Fuel provided to a Turkish electricity barge was up to standard, supplier Electricite du Liban said Monday, raising further questions over its recent shutdown, but the company that runs the vessel maintained that a second load was unusable.
Production at the Fatmagül Sultan electricity barge, which has an installed capacity of over 200 megawatts, ground to a halt late last week amid claims that the fuel supplied by EDL was too poor in quality to be used.
“The Turkish firm sent fuel samples to VISWA international laboratories and the results, announced on 03/03/2013, were identical to those stipulated in appendix B of the contract with the company,” EDL’s statement said.
“During the trial period [from Mar. 3 to Mar. 20], there were no reservations from the Turkish side,” it added.
Under a $360 million three-year contract signed by the Energy Ministry in 2012, the Lebanese government is responsible for supplying the fuel needed to operate the turbines.
Nine out of 11 turbines stopped working last Wednesday, and the boat shut down completely a few days ago, sources from EDL and Karkey Karadeniz Elektrik Uretim, the Turkish company that operates the barge, confirmed.

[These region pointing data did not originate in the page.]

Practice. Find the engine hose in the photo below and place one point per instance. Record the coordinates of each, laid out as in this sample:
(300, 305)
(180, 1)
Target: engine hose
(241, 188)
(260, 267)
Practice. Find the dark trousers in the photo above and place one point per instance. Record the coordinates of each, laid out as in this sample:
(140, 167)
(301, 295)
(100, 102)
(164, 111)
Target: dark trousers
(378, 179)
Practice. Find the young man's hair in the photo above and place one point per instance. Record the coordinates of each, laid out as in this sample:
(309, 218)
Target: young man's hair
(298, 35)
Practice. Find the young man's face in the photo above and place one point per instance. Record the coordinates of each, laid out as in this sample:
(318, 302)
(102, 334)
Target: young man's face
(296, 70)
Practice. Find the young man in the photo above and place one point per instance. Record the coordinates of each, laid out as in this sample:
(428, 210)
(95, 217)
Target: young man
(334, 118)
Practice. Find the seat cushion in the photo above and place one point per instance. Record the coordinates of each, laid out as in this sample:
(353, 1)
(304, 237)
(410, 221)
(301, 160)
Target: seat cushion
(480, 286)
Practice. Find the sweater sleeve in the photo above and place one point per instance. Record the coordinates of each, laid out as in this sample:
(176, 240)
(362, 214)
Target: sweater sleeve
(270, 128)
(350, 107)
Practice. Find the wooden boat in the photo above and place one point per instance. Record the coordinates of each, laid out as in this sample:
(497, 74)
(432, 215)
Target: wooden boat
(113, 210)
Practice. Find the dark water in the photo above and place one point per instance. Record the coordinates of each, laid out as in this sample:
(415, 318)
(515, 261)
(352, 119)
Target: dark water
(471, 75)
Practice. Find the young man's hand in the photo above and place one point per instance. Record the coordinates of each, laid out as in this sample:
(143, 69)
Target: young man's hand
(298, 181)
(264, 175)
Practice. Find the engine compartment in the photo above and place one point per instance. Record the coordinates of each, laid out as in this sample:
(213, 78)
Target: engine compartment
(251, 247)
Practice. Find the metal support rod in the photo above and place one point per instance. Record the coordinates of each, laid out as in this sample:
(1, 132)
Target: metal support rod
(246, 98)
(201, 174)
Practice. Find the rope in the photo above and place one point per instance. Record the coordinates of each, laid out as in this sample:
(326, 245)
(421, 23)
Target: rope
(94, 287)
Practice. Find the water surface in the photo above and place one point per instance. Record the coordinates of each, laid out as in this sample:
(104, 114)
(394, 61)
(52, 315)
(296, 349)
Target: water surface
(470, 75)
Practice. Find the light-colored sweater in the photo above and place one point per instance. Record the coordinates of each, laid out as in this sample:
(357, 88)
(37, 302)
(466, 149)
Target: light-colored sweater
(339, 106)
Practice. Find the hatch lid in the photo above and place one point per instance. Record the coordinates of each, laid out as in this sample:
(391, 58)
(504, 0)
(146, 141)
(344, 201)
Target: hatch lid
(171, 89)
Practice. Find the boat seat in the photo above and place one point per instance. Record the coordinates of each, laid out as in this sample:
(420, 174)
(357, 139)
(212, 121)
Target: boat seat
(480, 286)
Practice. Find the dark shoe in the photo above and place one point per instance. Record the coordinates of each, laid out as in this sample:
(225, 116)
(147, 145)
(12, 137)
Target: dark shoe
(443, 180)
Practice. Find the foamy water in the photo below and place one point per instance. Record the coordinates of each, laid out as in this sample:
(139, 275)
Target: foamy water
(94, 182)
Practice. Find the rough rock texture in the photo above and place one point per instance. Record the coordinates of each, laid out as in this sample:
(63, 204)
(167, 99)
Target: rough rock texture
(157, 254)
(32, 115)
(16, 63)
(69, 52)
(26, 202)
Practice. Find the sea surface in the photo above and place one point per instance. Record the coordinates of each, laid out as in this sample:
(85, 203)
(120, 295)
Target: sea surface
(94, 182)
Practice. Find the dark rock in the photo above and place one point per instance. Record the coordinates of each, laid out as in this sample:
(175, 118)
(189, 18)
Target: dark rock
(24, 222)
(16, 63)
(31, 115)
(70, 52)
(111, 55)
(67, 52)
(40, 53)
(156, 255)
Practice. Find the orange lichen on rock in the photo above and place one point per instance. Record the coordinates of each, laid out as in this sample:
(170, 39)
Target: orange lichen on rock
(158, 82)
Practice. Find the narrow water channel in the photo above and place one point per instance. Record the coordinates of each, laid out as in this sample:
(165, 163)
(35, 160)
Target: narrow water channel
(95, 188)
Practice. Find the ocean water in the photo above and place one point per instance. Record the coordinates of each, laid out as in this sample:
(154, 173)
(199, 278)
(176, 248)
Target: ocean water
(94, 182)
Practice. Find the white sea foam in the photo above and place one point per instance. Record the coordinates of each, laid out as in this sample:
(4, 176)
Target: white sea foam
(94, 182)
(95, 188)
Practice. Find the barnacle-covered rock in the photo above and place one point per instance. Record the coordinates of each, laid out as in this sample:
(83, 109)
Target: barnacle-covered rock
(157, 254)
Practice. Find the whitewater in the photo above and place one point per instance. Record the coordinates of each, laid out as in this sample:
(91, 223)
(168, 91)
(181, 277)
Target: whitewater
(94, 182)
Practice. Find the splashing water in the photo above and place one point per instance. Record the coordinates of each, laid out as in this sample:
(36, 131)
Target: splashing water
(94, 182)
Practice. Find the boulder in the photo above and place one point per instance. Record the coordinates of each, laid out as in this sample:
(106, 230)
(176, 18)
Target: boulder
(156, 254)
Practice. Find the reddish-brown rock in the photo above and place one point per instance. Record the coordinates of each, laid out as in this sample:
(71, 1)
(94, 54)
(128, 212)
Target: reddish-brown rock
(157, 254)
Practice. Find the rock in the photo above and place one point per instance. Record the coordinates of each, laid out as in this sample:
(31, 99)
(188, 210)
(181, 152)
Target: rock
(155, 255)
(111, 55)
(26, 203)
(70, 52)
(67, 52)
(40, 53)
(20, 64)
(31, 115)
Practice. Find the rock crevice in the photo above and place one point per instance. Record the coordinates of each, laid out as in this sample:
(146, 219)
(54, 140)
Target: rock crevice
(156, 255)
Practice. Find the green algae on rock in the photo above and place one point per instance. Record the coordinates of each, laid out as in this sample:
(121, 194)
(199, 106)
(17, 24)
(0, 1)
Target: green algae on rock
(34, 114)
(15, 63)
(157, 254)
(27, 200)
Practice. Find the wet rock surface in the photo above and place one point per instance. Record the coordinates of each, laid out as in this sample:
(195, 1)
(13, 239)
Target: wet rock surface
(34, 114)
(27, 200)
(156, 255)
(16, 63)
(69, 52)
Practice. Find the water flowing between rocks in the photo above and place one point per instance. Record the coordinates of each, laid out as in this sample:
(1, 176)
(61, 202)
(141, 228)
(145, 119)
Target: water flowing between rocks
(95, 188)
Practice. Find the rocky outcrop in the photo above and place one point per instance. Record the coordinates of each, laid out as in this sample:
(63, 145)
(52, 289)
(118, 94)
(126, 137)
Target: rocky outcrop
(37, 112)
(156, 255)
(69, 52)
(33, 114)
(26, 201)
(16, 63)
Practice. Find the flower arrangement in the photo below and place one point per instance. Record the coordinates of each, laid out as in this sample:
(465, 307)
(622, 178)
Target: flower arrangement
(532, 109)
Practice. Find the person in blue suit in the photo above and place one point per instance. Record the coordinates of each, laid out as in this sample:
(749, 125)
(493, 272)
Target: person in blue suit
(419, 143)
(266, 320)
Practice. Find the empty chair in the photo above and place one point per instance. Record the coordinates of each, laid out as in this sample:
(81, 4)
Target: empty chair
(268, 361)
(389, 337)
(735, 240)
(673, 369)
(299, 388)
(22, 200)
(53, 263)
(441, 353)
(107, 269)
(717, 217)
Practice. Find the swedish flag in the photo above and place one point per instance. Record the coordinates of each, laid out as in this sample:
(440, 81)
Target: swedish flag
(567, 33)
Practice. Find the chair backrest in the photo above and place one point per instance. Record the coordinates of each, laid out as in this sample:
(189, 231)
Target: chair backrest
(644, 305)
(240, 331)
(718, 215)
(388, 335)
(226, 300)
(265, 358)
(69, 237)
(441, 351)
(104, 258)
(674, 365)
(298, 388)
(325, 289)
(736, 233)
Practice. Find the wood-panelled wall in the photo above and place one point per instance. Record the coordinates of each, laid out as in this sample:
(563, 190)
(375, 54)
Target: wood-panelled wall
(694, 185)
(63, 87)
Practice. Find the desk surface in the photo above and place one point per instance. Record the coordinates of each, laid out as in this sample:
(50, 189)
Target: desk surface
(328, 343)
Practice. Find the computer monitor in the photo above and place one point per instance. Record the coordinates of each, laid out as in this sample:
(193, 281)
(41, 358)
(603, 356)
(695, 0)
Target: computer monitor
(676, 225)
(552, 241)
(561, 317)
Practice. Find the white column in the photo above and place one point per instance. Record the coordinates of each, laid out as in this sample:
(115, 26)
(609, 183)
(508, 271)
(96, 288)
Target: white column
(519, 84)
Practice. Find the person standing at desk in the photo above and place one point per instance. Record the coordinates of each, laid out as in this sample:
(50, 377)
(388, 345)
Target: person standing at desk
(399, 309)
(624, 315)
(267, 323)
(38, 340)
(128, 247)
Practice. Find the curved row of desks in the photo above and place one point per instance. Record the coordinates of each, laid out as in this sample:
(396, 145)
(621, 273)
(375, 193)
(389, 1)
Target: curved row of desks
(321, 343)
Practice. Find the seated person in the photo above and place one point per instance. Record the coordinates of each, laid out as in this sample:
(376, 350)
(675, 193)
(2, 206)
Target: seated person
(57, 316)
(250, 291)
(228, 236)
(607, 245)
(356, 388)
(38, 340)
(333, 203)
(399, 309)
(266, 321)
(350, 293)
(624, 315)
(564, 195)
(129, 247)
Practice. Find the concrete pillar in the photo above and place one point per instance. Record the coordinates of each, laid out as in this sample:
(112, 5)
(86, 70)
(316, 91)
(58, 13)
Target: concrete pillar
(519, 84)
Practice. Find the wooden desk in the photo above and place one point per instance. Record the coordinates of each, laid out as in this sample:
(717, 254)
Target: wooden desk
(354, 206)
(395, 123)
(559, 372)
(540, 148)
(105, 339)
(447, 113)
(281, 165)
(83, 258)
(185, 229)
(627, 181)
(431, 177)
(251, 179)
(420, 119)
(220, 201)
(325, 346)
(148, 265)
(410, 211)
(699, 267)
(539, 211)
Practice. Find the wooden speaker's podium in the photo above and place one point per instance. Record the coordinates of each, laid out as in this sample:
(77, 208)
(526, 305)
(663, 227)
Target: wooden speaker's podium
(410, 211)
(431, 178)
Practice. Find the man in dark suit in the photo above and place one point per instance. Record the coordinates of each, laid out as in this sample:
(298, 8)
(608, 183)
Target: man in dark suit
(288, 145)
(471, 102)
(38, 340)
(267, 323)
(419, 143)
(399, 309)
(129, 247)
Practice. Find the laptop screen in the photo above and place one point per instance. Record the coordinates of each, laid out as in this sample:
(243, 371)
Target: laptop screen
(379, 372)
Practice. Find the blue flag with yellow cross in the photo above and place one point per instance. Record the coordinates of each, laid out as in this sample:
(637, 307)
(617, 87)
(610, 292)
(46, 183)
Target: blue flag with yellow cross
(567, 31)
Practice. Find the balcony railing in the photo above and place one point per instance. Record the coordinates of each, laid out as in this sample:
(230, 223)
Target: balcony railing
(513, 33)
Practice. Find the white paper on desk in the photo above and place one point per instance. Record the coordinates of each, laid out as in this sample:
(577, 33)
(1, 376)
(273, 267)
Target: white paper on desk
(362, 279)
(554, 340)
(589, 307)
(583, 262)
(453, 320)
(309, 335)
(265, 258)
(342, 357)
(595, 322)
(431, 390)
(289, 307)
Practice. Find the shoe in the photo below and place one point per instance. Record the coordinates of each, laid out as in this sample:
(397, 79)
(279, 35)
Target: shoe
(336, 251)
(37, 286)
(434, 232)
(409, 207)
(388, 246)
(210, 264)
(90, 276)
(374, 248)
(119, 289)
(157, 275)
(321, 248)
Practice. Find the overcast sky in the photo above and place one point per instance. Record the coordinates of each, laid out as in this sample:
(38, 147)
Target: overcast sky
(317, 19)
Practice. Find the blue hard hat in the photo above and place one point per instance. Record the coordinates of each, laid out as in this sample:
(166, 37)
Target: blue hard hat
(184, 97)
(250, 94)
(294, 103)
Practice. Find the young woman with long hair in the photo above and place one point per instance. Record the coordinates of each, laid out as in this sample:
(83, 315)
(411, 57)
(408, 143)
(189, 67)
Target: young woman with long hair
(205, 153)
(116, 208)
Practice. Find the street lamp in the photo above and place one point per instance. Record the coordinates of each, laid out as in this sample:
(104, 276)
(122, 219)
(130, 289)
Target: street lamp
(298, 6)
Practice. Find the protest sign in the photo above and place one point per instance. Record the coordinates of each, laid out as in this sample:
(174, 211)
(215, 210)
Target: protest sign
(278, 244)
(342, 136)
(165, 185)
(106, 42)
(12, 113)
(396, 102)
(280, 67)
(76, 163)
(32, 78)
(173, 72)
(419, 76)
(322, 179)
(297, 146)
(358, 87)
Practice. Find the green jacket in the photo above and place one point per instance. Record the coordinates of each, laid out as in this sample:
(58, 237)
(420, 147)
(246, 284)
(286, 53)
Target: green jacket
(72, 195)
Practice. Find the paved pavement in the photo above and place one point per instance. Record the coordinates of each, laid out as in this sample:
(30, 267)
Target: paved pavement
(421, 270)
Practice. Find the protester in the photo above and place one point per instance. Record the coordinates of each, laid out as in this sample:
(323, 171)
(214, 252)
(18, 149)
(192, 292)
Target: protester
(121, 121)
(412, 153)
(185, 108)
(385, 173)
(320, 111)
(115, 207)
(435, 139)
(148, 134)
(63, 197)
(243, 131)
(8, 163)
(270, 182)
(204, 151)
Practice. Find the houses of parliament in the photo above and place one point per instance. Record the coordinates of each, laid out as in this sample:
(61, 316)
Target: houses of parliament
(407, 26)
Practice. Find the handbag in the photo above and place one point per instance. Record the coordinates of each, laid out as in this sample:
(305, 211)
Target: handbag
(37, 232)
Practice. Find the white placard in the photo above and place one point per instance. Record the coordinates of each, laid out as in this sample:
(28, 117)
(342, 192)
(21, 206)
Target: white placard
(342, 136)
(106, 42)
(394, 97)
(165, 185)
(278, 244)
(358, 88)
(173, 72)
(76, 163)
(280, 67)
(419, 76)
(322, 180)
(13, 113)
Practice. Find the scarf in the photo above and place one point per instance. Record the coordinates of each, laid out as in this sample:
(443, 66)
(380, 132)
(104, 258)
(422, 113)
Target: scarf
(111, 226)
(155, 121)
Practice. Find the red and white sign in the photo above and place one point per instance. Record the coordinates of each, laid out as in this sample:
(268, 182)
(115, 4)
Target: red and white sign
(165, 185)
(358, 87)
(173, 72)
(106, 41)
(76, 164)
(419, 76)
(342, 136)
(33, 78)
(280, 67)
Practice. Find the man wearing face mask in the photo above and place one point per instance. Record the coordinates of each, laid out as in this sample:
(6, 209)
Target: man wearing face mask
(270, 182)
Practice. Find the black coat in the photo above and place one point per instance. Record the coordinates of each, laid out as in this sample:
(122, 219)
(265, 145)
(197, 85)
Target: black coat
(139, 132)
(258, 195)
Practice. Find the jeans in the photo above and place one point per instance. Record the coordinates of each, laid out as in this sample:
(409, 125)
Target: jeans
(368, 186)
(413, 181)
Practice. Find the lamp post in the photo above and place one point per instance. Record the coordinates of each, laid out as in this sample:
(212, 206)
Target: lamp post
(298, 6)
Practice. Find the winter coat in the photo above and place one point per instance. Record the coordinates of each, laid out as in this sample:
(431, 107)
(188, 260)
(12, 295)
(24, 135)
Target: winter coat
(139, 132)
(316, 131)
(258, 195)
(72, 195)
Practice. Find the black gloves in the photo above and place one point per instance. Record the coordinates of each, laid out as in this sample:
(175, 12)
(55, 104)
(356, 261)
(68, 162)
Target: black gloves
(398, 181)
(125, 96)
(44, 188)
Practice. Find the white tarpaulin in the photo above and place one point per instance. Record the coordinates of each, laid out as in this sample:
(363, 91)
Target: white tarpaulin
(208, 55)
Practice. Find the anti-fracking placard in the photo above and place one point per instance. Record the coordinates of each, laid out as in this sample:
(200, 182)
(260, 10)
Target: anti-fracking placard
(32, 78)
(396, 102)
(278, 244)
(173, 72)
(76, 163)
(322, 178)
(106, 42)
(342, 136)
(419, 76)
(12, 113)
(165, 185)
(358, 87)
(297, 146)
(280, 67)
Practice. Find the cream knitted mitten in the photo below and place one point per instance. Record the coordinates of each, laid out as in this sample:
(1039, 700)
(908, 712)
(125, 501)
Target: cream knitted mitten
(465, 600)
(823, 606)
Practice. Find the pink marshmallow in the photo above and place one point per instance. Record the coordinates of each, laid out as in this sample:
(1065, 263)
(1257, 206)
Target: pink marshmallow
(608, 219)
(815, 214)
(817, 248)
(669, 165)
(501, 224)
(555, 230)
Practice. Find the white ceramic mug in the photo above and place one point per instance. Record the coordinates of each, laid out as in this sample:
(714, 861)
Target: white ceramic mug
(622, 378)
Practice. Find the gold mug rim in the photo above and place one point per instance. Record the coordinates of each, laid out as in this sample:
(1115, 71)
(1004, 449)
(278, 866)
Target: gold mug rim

A source close to Karadeniz said while a first fuel shipment was relatively compliant with the contract, the second shipment, which arrived last week, was unacceptable.
The shipment allegedly contained a significant amount of fuel additives, including used lube-oil and metals that, while suitable for EDL plants, are not fit for the ship’s generators, the source said.
The source added the contract clearly stipulated that fuel supplies must match ISO 8217, which was not the case for the second fuel shipment.
EDL, however, said the Turkish company first complained about low fuel-quality on Mar. 17 after the ship had already successfully produced over 180 megawatts of electricity.
“Only three days after ... the ship’s production was dropped to its lowest and was then shut down completely,” the statement said.
“[Fuel quality] issues should have been raised by the company before signing the contract and should have been included in the agreement.”
Under the contract signed between the Energy Ministry and Karadeniz in 2012, the company is subject to penalties of $270,000 a day if production delays occur.
The Karadeniz source, however, said tests conducted on the second shipment cleared the Turkish company of any wrongdoing and disqualified any compensation claim.
The source insisted there were no power failures at the ship’s generators as claimed in several media reports but that the ship was voluntary shut because of inappropriate fuel.
He said the company was being promised an ISO-compliant fuel shipment in two weeks.
EDL said it would continue to work with the Energy Ministry and Karadeniz to restore power production.
“We are working to find an appropriate solution allowing the ship returns to producing electricity as soon as possible within the framework of the contract and without causing the Lebanese state any additional costs,” the statement said.